叶阿牛兴奋地从画中拿出一本书,封面上赫然写着《鬼将行》,张孝武目瞪口呆,叶阿牛嘻嘻一笑,眨着眼睛说:“走,我们去贵人坊,我知道一座茶楼。”
张孝武道:“天色将晚,还是日后再说吧。”
叶阿牛道:“要不然我们明日约定一个时间,你看如何?”
张孝武被她这种执拗给扰得不知所措,只好答应道:“好吧,但明日不行,五日之后。”
叶阿牛道:“五日就五日,那所茶楼叫做望星园,西门兄,你一定要去哦,五日后的上午,不见不散。”

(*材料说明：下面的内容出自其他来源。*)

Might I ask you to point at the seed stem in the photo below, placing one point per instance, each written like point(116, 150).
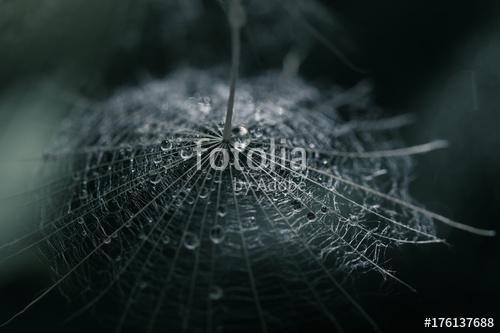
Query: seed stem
point(236, 18)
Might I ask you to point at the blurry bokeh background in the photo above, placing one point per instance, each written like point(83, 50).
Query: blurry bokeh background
point(437, 60)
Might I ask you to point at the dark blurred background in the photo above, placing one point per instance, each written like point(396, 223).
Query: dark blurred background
point(438, 60)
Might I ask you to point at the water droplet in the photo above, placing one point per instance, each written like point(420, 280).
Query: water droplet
point(154, 177)
point(204, 192)
point(166, 145)
point(191, 241)
point(216, 293)
point(221, 211)
point(296, 205)
point(241, 138)
point(205, 105)
point(186, 153)
point(217, 234)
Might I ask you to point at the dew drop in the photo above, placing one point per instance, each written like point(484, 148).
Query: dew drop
point(165, 145)
point(191, 241)
point(186, 153)
point(204, 192)
point(154, 177)
point(216, 293)
point(296, 205)
point(217, 234)
point(221, 211)
point(241, 138)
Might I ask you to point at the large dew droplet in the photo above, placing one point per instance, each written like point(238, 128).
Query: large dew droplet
point(215, 293)
point(217, 234)
point(191, 241)
point(186, 153)
point(166, 145)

与叶姑娘约定好之后,张孝武回到了河间侯府,休息一日后便处理朝政去了。休息几日的他身体明显好转许多,同时这几天朝廷的奏折也堆积了许多。一些小的事物,已经由其他中枢府知事处理了,倒是留下了一些比较重要的奏折需要处置。
其中一件便是驸马爷休妻,这离婚案成了国家大事,也只能是皇室的腌臜事儿了。
驸马爷何政本是六年前的探花郎,此人面容英俊能言善辩,虽然文采略逊一些,但还是得到了太乾帝的欢喜,钦点为探花人选。而后,太乾帝将他赐婚给了自己的孙女,也就是当年的二皇子成都侯轩辕子行的长女,碧瑶公主。
碧瑶公主美丽妖娆,何政英俊潇洒,两人实在是天作之合,然而这段婚姻却从开始就注定不幸。这何政年幼时便与他人定下娃娃亲,虽然十几年未见,但心里总是牢记父亲的叮嘱,以至于被太乾帝赐婚之后还一度拒绝。之后张宽暗中告诫他,想要活下去,想要让自己父母家人和娃娃亲的女子以及她家活下去,必须高兴地接受这桩婚事。何政无奈,只好答应了这门亲事。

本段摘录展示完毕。